その様子を見るや否や、幸村は声を上げて笑い始めた。さながら狙った通りの反応が見られて満足そうだ。
「佐助が不甲斐無いようなら、今生は俺がそなたを護り抜こうぞ。心の端にでも留めておいてくれ…………これは冗談ではないからな、佐助」
「〜〜〜ッ……まじかよ……っ」
これでは立場が普段と逆転してしまっている。佐助はどう返したらよいか決めあぐねる内に、ついつい朱音を抱き締める力が強まっていく。
「さ、さすけ、はずかしい……」
「旦那の発言の方が恥ずかしいと思うけど!?」
「それもそうなのですが……!」
「若いな佐助ェ〜〜〜っ!」
「うっさいおじじ!」
腹を抱えてからかう幸村に、佐助は本気で殺意に近い感情を覚えるが、生命のやり取りの伴わぬ何とも平和な問題にどう出るべきかすぐに決められない。
腕に埋もれる朱音も同じく戸惑っているようだが、それでもそっと笑顔を浮かべ、佐助に気づかれないように身体を預けている。

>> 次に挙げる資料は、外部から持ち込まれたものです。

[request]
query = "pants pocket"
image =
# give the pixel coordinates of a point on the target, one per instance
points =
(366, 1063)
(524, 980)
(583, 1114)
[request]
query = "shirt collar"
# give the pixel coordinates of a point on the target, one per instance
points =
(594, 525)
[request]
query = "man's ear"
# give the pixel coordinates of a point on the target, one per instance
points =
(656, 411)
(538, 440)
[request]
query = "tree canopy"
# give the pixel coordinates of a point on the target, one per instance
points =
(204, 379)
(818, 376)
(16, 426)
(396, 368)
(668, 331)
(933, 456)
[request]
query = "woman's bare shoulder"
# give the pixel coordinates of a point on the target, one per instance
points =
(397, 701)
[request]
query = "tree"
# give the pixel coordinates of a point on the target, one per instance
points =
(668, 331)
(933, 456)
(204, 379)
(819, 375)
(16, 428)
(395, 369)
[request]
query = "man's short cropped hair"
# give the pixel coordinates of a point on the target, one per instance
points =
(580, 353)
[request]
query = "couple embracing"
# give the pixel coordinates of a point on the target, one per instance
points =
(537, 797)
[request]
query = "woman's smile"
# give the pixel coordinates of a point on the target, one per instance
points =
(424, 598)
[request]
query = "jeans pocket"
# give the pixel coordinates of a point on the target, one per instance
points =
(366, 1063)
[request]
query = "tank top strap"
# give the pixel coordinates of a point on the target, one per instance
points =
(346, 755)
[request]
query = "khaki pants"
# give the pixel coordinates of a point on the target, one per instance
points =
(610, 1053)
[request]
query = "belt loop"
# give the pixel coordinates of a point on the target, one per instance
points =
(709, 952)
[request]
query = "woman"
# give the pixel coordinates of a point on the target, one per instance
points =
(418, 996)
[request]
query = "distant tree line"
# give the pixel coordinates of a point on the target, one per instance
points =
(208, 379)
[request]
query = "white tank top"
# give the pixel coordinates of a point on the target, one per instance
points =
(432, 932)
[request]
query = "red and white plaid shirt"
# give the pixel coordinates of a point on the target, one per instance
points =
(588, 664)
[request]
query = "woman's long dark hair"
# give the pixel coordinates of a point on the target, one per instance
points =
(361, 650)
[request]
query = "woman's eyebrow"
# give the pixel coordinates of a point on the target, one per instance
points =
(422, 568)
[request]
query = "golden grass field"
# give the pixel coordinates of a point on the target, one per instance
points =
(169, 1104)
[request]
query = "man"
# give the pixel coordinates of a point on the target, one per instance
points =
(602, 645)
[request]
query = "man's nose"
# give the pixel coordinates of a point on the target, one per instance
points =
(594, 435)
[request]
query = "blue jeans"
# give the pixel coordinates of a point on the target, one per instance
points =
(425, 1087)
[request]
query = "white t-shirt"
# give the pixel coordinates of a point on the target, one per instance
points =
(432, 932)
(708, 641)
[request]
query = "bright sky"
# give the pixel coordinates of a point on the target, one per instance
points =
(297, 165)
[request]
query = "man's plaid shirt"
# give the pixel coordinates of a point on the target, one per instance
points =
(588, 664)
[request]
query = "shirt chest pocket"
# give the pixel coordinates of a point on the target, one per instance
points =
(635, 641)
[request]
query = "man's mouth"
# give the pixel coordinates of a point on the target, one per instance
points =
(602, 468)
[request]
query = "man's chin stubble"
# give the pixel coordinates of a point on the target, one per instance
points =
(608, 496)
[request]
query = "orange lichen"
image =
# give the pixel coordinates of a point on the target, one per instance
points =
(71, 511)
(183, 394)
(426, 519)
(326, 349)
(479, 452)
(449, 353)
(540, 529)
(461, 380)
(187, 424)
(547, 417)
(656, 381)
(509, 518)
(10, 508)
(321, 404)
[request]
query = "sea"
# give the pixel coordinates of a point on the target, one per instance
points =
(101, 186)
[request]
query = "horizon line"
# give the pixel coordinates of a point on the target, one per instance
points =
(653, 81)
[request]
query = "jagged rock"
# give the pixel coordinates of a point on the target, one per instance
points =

春には『あんたを取られたくない』と余裕げに言ってみせたはずだが、この想定以上の恋敵?の出現に今は取り繕うゆとりがないようだ。
「それほど本気なのだろう?偽る事を得意とした忍が、今は見る影もないな」
「…………うっさ〜……」
「良き事よ。佐助がここまで弛んだのも、朱音のお陰だ。佐助を任せたぞ」
「は、はい!でも……幸村も、一緒がいいです……皆で、これからも…!」
「ちょっと!この流れでそれ言うのは駄目だろ!拗れるッ!」
「え?え??」
「許してやれ、朱音。こやつもまだまだお年頃なのだ」
「こっ……!覚えてろよホント……っ!」
…………と、なんとも賑やかな回顧となって、真の再会を果たした。
貫禄を備えてしまった『最年長』の幸村に、暫く2人は翻弄されそうだ。
戦の記憶を抱え生きていく。
逃れられぬ業は確かに、全員の魂に存在している。
きっかけがあれば、負の側面に引きずり落とされるリスクは今生常に付き纏うはずだ。
そうならないように、互いに寄り添い、息を合わせてこれからの人生を歩んでいく。
戦の世とはまた違った困難もこれから訪れるかもしれないが、心を明かせる相手がいればきっと乗り越えられると。